There are more instances of slip-ups for both Liverpool and England but the Gerrard you choose to remember depends on your allegiances. He either wanted to leave for Chelsea, as he admitted in his autobiography, or he was trying to convince the board to sign players to match his talent. He is either the quiet, unassuming father who we met in Being: Liverpool or the man so fond of Phil Collins that he was lucky to escape prison after an affray charge in a Southport bar.



Farewell


It matters little. The lad from ­Huyton was involved in two of the finest ­memories of English football - the 5-1 defeat of Germany and the comeback against Milan.

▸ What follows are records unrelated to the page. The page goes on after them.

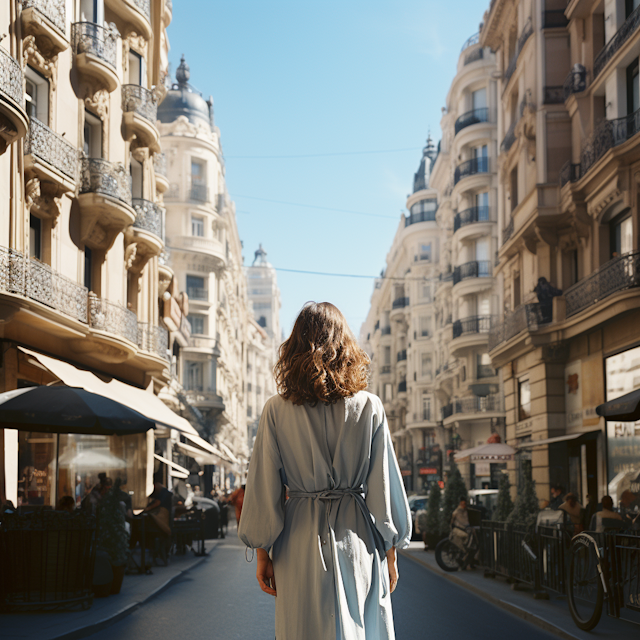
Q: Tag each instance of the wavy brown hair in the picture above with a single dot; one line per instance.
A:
(321, 360)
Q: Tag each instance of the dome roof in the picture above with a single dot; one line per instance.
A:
(183, 100)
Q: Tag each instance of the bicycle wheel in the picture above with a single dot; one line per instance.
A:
(448, 555)
(586, 591)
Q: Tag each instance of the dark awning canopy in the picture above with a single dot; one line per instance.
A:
(625, 408)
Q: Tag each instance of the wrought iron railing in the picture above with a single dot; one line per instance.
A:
(623, 34)
(527, 31)
(469, 216)
(474, 116)
(526, 316)
(140, 100)
(620, 273)
(576, 81)
(400, 303)
(148, 216)
(554, 18)
(608, 134)
(37, 281)
(45, 144)
(153, 339)
(11, 80)
(474, 269)
(53, 10)
(470, 168)
(473, 324)
(104, 177)
(112, 317)
(96, 40)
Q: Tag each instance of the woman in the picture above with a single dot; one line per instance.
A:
(333, 542)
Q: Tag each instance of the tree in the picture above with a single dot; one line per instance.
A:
(504, 507)
(525, 510)
(454, 491)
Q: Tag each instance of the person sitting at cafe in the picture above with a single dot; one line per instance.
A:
(607, 513)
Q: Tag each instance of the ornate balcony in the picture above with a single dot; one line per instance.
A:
(470, 168)
(140, 111)
(617, 275)
(13, 118)
(154, 340)
(160, 171)
(38, 282)
(614, 45)
(475, 116)
(50, 157)
(135, 12)
(105, 202)
(94, 47)
(46, 20)
(470, 216)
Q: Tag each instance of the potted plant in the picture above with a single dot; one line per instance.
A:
(113, 537)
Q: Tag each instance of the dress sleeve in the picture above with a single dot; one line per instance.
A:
(386, 497)
(262, 518)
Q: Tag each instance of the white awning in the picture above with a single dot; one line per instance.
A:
(177, 470)
(140, 400)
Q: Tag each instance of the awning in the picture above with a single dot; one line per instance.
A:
(142, 401)
(540, 443)
(177, 470)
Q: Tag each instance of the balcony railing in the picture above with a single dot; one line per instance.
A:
(53, 10)
(148, 216)
(620, 273)
(469, 216)
(111, 317)
(11, 81)
(474, 116)
(153, 339)
(470, 168)
(400, 303)
(45, 144)
(608, 134)
(527, 31)
(623, 34)
(526, 316)
(96, 40)
(475, 269)
(199, 193)
(554, 19)
(104, 177)
(137, 99)
(473, 324)
(37, 281)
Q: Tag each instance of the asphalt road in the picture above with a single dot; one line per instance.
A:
(220, 599)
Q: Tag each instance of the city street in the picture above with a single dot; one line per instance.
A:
(221, 599)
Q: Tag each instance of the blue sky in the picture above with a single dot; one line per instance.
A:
(296, 78)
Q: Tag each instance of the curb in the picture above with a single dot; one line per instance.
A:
(514, 609)
(100, 625)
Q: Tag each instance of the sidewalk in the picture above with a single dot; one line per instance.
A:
(551, 615)
(70, 625)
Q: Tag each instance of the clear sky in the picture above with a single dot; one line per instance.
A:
(298, 78)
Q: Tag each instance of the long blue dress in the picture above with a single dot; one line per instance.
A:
(347, 506)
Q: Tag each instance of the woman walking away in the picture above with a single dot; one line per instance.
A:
(332, 545)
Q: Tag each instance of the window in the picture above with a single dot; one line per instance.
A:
(524, 399)
(197, 226)
(37, 95)
(194, 376)
(35, 237)
(197, 323)
(92, 145)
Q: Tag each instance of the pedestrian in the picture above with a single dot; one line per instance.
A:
(331, 547)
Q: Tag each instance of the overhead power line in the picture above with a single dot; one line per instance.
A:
(313, 206)
(322, 155)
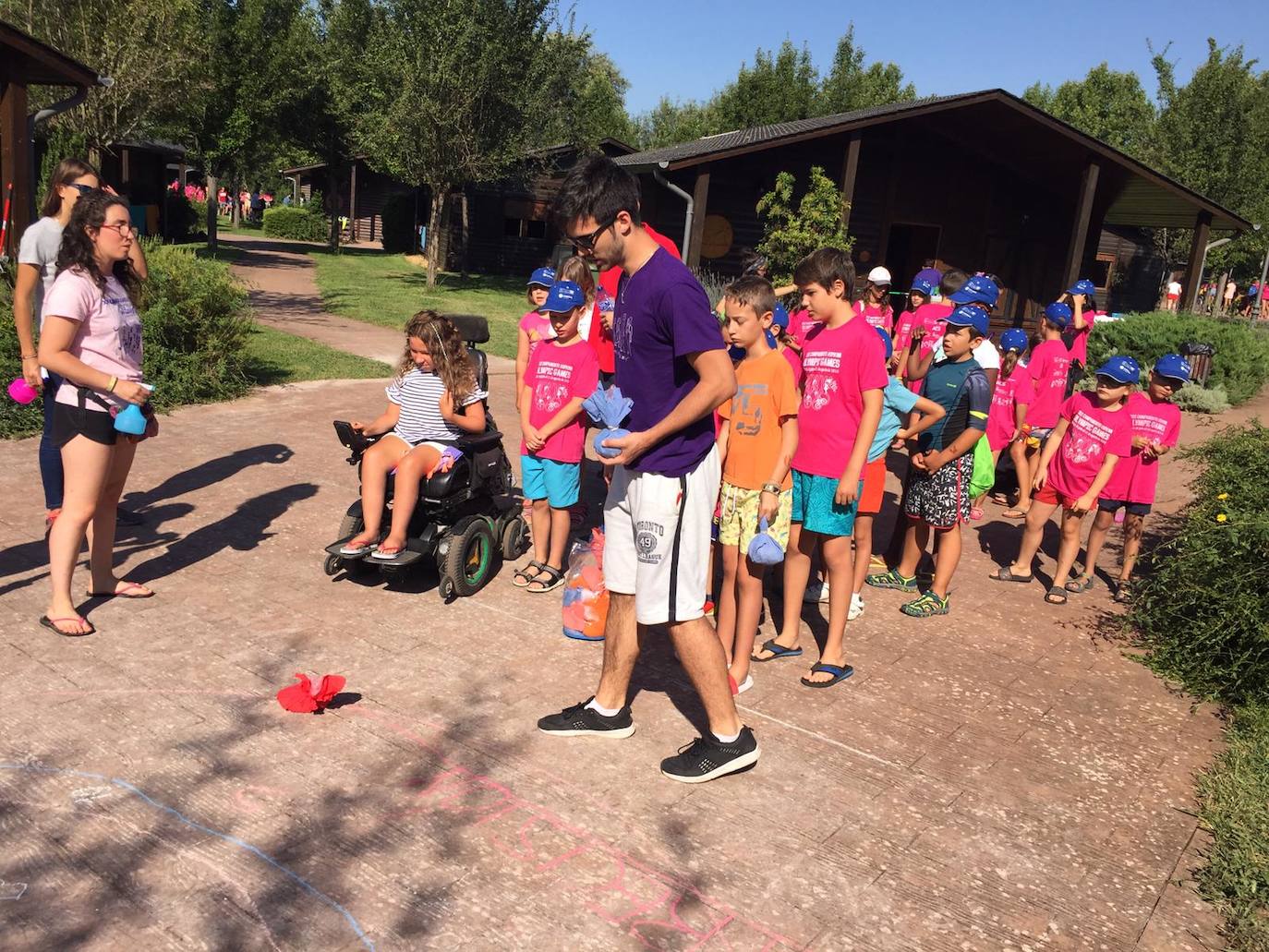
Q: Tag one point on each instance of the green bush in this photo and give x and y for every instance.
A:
(1240, 366)
(1202, 606)
(399, 231)
(298, 223)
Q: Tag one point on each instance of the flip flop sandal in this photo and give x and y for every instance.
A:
(51, 623)
(127, 592)
(523, 576)
(838, 671)
(1004, 574)
(777, 651)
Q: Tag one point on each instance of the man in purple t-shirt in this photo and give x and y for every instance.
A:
(671, 363)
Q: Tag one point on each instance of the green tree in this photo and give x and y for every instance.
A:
(851, 85)
(796, 229)
(1106, 104)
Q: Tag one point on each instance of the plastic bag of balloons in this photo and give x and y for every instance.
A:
(586, 597)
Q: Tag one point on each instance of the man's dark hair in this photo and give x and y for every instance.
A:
(824, 267)
(597, 188)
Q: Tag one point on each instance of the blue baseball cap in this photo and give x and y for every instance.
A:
(979, 290)
(886, 342)
(542, 277)
(1173, 366)
(1058, 315)
(970, 316)
(1014, 339)
(563, 295)
(1122, 369)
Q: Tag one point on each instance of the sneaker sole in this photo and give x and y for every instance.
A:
(616, 734)
(740, 763)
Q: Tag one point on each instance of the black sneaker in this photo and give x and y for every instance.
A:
(579, 721)
(706, 758)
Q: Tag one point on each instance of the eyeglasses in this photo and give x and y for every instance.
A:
(586, 243)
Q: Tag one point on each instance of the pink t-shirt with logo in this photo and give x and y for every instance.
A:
(109, 331)
(1009, 393)
(556, 375)
(1092, 436)
(1048, 365)
(1136, 478)
(838, 366)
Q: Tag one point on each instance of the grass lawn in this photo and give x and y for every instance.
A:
(381, 288)
(275, 356)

He made Liverpool better than the sum of their parts and deserves a fond farewell from the Kop faithful. He's given his all to them and that should be marked at the club's final home game of the season against Crystal Palace on May 16.

If anyone has soured Gerrard's legacy, perhaps it is the club he has given so much. The 34-year-old is not the player he once was but nor were Giggs or Maldini as they entered the twilight of their one-club ­contracts. Whether Gerrard remains too ambitious to be on the bench is one thing but if a new contract had been offered last summer - rather than in November - he would have signed it, as he revealed the day before announcing he'd be going to LA.

It's a shame that Steven Gerrard was not one of the last one-club men. It's a shame that Liverpool so often messed him around on contract renewals. It's almost enough - almost - to make you believe former Sky Sports man Richard Keys' claim that spite drove Gerrard to get sent off so early so as to totally derail Rodgers in his bid for a Champions League spot.

That's one for the conspiracy theorists and Gerrard deserves to be remembered as one from the comic books. His head, as Bruce Grobelaar says, may already be in Los Angeles but his heart will be forever in Liverpool.